While the number of holdovers has decreased from about 1,000 to about 540, Dart said the costs continue to mount, the number of people awaiting transfers is bubbling back up, and overtime has become a problem.

“Over the course of the 18 months, I’ve had to tell an individual to stay beyond their shift. I talk to my folks and they told me originally that it was fine because they were making a lot of money on overtime,” he said. “But for the last year, they’re just burnt out.”

A representative for Teamsters Local 100, which represents the jail’s guards, did not respond to a request for comment.

“Suing (the prison system) was not high on my list of things to do,” Dart said.

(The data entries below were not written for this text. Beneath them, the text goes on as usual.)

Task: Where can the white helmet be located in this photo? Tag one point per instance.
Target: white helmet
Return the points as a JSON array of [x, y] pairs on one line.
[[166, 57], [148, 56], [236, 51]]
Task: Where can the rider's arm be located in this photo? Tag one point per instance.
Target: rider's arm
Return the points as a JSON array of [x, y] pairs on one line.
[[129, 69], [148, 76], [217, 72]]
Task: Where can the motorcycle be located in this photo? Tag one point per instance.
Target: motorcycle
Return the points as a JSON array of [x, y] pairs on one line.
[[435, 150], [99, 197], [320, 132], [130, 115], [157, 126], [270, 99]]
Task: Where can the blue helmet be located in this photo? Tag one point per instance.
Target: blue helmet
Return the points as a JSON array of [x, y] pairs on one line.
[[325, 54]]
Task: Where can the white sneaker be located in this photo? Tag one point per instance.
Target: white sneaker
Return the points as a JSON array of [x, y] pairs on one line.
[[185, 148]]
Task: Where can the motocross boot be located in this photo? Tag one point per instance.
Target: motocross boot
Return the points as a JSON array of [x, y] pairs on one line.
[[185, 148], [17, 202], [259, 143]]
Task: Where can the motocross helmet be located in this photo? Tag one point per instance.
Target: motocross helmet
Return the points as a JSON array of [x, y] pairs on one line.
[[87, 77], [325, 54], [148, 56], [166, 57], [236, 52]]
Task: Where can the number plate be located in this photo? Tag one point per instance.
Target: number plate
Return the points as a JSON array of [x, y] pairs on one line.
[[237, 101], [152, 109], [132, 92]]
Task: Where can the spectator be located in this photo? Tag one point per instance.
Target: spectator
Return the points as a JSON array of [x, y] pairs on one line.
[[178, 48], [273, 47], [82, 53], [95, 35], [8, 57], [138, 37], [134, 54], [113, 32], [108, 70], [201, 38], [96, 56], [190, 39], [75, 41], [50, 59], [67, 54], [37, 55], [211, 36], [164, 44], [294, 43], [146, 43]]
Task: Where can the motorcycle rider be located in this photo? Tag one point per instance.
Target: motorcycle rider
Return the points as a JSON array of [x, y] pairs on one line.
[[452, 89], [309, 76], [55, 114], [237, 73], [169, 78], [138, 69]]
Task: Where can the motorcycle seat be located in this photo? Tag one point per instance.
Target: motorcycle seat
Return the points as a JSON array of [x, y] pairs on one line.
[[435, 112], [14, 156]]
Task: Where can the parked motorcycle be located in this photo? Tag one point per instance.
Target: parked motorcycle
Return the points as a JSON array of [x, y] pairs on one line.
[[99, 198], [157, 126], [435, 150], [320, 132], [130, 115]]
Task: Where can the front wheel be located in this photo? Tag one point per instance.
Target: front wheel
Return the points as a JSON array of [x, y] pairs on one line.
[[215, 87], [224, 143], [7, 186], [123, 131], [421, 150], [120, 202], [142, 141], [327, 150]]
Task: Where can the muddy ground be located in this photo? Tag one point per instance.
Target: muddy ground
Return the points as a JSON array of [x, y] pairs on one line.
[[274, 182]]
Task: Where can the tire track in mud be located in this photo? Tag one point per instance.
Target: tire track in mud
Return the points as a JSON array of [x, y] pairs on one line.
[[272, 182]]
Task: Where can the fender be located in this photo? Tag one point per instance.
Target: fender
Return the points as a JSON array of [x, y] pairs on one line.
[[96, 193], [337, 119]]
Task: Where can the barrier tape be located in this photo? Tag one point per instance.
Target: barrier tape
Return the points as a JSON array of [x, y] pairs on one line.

The final straw came in mid-September, when state officials took their largest group of detainees in months.

A week before filing the suit, Dart said he had second thoughts after a transfer of about 400 people, the most since the pandemic started.

“I said ‘guys, hold off on the lawsuit. If they’re making a good-faith effort, then we don’t need to complicate anyone’s lives with lawsuits.’ ” Dart said. “And then they just stopped and the jail (population) numbers are growing again and they told us they wouldn’t be taking another big group of people. You cannot do this. This is wrong!”